We put a PACMAN on someone's home but we weren't ready for what happened next ...

Actually we were ... we got lots of data and that's what we wanted (sorry for the clickbait title ... a scientist has to have some fun right? )

Now in all seriousness, we were very pleased with the data from the first two weeks of PACMAN deployment in Rangiora. They allow us to test the units in a real world setup outside of the researchers' control and evaluate whether the data we get from them can tell us something useful about the exposure of the people inside to particulate matter.

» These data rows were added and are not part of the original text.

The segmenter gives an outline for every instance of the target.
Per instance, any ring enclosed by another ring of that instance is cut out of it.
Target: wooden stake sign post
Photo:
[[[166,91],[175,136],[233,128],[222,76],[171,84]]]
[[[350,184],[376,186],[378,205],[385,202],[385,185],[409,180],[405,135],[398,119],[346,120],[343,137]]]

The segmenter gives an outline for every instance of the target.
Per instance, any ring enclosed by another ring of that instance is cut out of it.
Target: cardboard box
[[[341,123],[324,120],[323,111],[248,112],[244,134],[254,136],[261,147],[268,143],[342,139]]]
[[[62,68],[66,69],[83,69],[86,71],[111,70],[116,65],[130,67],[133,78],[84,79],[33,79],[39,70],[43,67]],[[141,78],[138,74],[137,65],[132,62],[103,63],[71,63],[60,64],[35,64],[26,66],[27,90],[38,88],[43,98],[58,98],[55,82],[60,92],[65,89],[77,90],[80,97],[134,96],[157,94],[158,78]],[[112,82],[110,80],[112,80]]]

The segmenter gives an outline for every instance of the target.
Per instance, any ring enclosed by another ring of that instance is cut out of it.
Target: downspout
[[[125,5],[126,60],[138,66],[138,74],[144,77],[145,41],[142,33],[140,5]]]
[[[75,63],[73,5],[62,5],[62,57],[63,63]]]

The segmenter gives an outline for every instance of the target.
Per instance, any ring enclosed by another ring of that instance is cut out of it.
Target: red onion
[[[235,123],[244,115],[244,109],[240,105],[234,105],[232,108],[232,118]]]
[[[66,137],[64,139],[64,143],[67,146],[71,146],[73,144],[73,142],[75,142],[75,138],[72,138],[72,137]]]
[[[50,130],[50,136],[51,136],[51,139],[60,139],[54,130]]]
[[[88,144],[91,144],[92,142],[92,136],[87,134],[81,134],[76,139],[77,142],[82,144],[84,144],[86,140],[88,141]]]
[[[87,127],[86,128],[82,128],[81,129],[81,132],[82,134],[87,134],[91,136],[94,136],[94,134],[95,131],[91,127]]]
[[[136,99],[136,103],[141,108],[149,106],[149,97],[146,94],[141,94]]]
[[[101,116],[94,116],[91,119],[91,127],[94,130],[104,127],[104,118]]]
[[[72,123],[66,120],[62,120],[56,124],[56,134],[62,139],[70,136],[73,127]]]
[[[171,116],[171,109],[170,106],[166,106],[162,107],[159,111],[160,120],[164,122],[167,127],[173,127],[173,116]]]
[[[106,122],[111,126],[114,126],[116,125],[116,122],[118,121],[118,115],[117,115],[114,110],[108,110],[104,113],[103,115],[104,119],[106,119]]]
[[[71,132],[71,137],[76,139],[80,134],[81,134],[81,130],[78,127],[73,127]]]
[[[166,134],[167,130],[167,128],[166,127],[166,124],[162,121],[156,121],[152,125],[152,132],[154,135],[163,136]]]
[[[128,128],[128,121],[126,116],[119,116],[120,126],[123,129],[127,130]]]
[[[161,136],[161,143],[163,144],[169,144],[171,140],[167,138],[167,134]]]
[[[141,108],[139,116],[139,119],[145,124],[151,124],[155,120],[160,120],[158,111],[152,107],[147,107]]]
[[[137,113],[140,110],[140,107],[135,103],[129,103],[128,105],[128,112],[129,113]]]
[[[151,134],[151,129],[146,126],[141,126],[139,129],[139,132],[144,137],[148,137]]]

Let's look at data from one unit PACMAN_17 and what it can tell us about the home it was living it.

Temperature

The PACMAN has an internal temperature sensor within its real time clock to keep it accurate. This is not quite room temperature but it approximates it pretty well. See a comparison below between the temperature closest to the wood burner stack (BRANZ logger) and the internal PACMAN temperature. Not bad right!
However, the same issue that I mentioned before remains ... it is not easy to reliably determine whether the heater is on or off from these data but at least we can now see that the temperature signal from PACMAN can be close enough to what we would measure next to the stack ... depending on the specific location of the device

Activity

One of the not quite air quality sensors that PACMAN includes is a PIR motion detector that aims at telling us how active were people around it. We can use this sensor to estimate periods of time where the home is unoccupied. The plot below shows the average of activity per hour of the day which indicates that the home was normally occupied during the day with a lot of running around at midday and after 16:00 and no activity around 05:00 ... so, in all a relatively normal behaviour.

Dust

The main purpose of PACMAN is to track the concentration of particulate matter indoors so we were very keen to see what that looked like in a real world home. As with all low cost sensors, there are several steps between the raw data and something not entirely unlike dust (if you want to know what we do to the data from these dust sensors see here). Below you can see a time series of the hourly Dust.corr concentrations reported by PACMAN and the $PM_{10}.FDMS$ concentrations measured by ECan at Rangiora (note that ECan's data has not been quality assured and it is liable to change in the future).
There are several interesting features in these time series but for the purposes of explaining people's exposure indoors we can see that, except for a couple of events, all indoor peaks in concentration occur around the time outdoor peaks occur which suggests that the indoor dust is coming primarily from outside the home.

Summary

So what does this mean?
It means that PACMAN_17 performed very well and it is able to inform our estimates of woodburner use, house occupancy and the controlling sources for the particulate matter concentrations indoors.

In a word ... RESULT!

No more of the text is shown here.